My predilection for
being robbed or losing valuables every time I take a trip has been well
documented in my blogs. After a month away, first in the UK and then in New
York, I can this time report that my travels were almost incident free.
I was parted from my iPhone just
once, after leaving it on the subway, but it was picked up and, thanks to Find
My iPhone on my computer, I was able to trace it and retrieve it.
For the first time ever, baggage
security staff resisted going through my bags and rifling anything they could
sell on eBay, and I made it back to my LA apartment with everything I had taken
away, apart from my iPhone earphones.
In fact, this trip started to
bring me closer to items stolen in the past. Suddenly, the messages “Jaci
Stephen’s iPad has been found” and “Jaci Stephen’s Airbook has been found”
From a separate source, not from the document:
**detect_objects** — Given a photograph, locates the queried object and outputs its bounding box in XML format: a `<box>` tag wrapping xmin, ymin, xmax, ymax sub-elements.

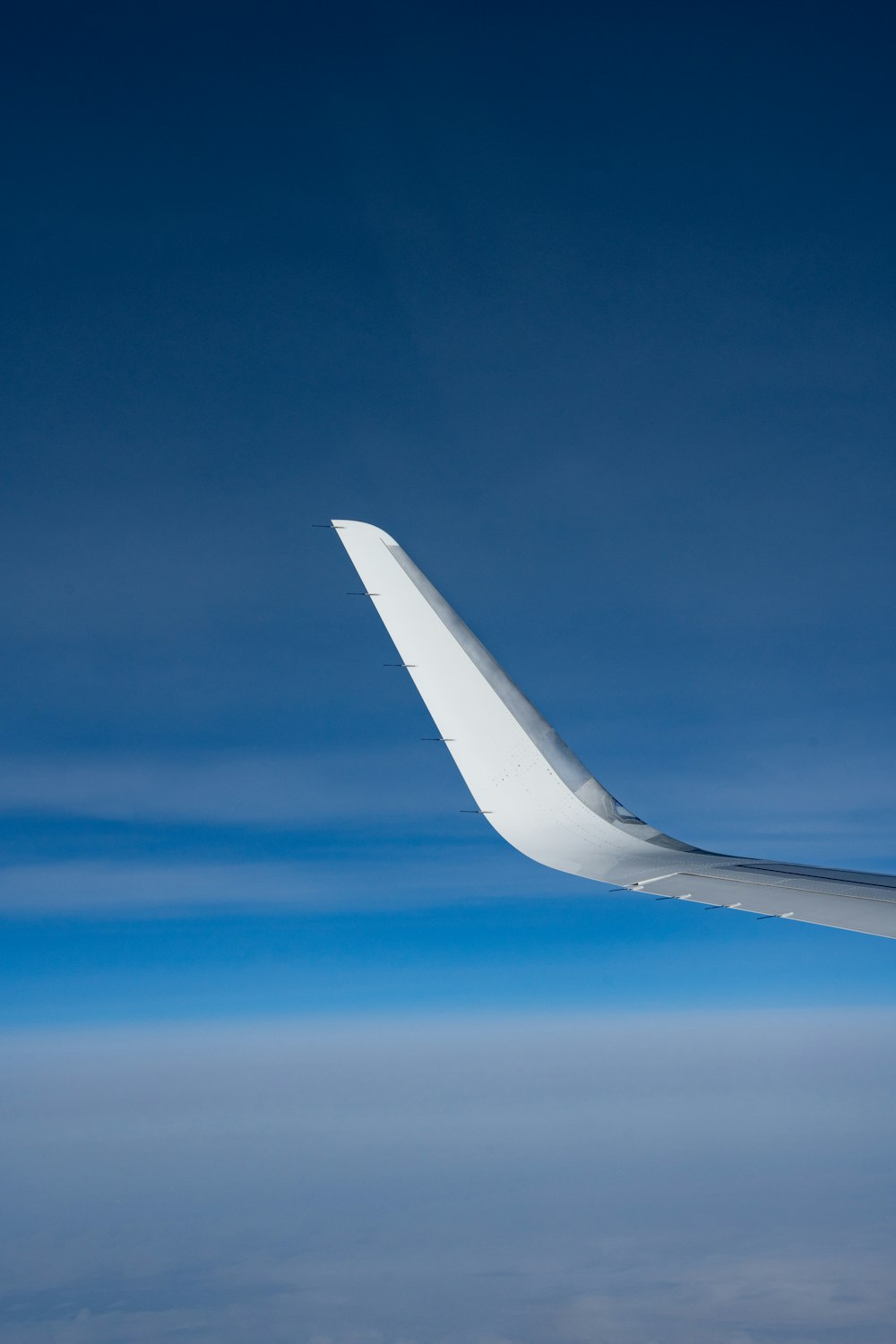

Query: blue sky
<box><xmin>0</xmin><ymin>3</ymin><xmax>896</xmax><ymax>1344</ymax></box>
appeared on my computer. These related to the items I had in my hand baggage
that was stolen from LAX when I returned from Miami in January. The messages
show up when the items are connected to the internet, and would also have
flashed up a message from me, saying that they have been lost and giving a
number to reach me on. No one has.
Trying to get anyone to do
something about this is as stressful as losing the valuables. When the same thing
happened in Miami, the Miami police were on it in an instant, racing to the
house within half an hour, where, alas, they were still unable to locate the
thief. Los Angeles’ Burbank police are showing no such enthusiasm. They say it’s
not their case and I have to go back to the airport police, who will then pass
it on to them.
I have decided against going to
the house myself. While never having had so much as a parking ticket (I was
brought up to be terrified of the law, which may explain my obsession with that
profession), I am unlucky when it comes to law enforcement, having a propensity
to over-react.
When in Paris for Six Nations
France vs Wales rugby match last year, I saved an entire bar from almost
certain attack when I yelled at everyone to get down on the floor when a
sinister figure in a motorcycle helmet tore in, brandishing what appeared to be
a gun. When I, the only person lying prostrate on the ground, finally stood up,
it was to be greeted with howls of laughter – the man was a friend of the owner
and had been “joking”. Ha bloody ha.
A similar incident, also in
Paris, took place several years before, when I saved the city from almost
certain terrorist annihilation. On that occasion, it had been prompted by a man
reading an Arab newspaper, refusing to move his bag from his seat because he
said it was a bomb.
One emergency cord, one halted
train and a dozen armed men later, the centre of Paris was at a standstill. As
I sat in a café with my glass of wine, watching the gendarmerie tear down the
steps of the rue de Bac metro (naturally, I had waited until my stop before
pulling the cord), I pondered whether the “terrorist” had actually said that
his bag was on the seat. I only hope that the poodle, yanked at breakneck speed
from the train by its screaming owner, survived.
I have been just as much a
law-abiding liability in my own country. When I lived in Bath, women’s greatest
fear was a rapist who had been on the loose for over a decade. Finally, though,
it seemed as if the police were moving in, and there were posters all over town
of a possible suspect, whose hunting ground was local night clubs.
I was having lunch at the Garrick’s
Head, a city pub in which one side of the bar was largely occupied by gay men.
On the other side, as the afternoon wore on, the man who had joined us from out
of town began to look suspiciously like the man on the poster. When he asked me
and my friend if we would like to go to a night-club later, that was it: I was
sure I had my man. I went round to the gay side of the bar and asked the guys
if they thought the interloper looked anything like the man on the poster.
Asking a gay man not to dramatise a situation is like expecting the Pope to
give you directions to a sperm bank: it ain’t gonna happen. Yes, they insisted,
the man was the spitting image of the poster suspect.
I called 999, which gave the
event an air of urgency it did not perhaps warrant, but asked the police to
tread lightly and just question the man. Too late. Within seconds, three armed
cops were in the bar, frogmarching the bloke out onto the street for
questioning. I really hope he made it to the Verdi concert he was in town for,
in which he was going to be a starring tenor.
So, no, I don’t think I will be
heading to Burbank to rescue my items, and I only hope that the LAPD start to
act a bit more like they do on the telly, or, at the very least, like the cops
do in Miami.
In the meantime, it’s back to the
Apple Store to replace my earphones.
The inevitability of that journey after
every trip back home is something I have learned to live with.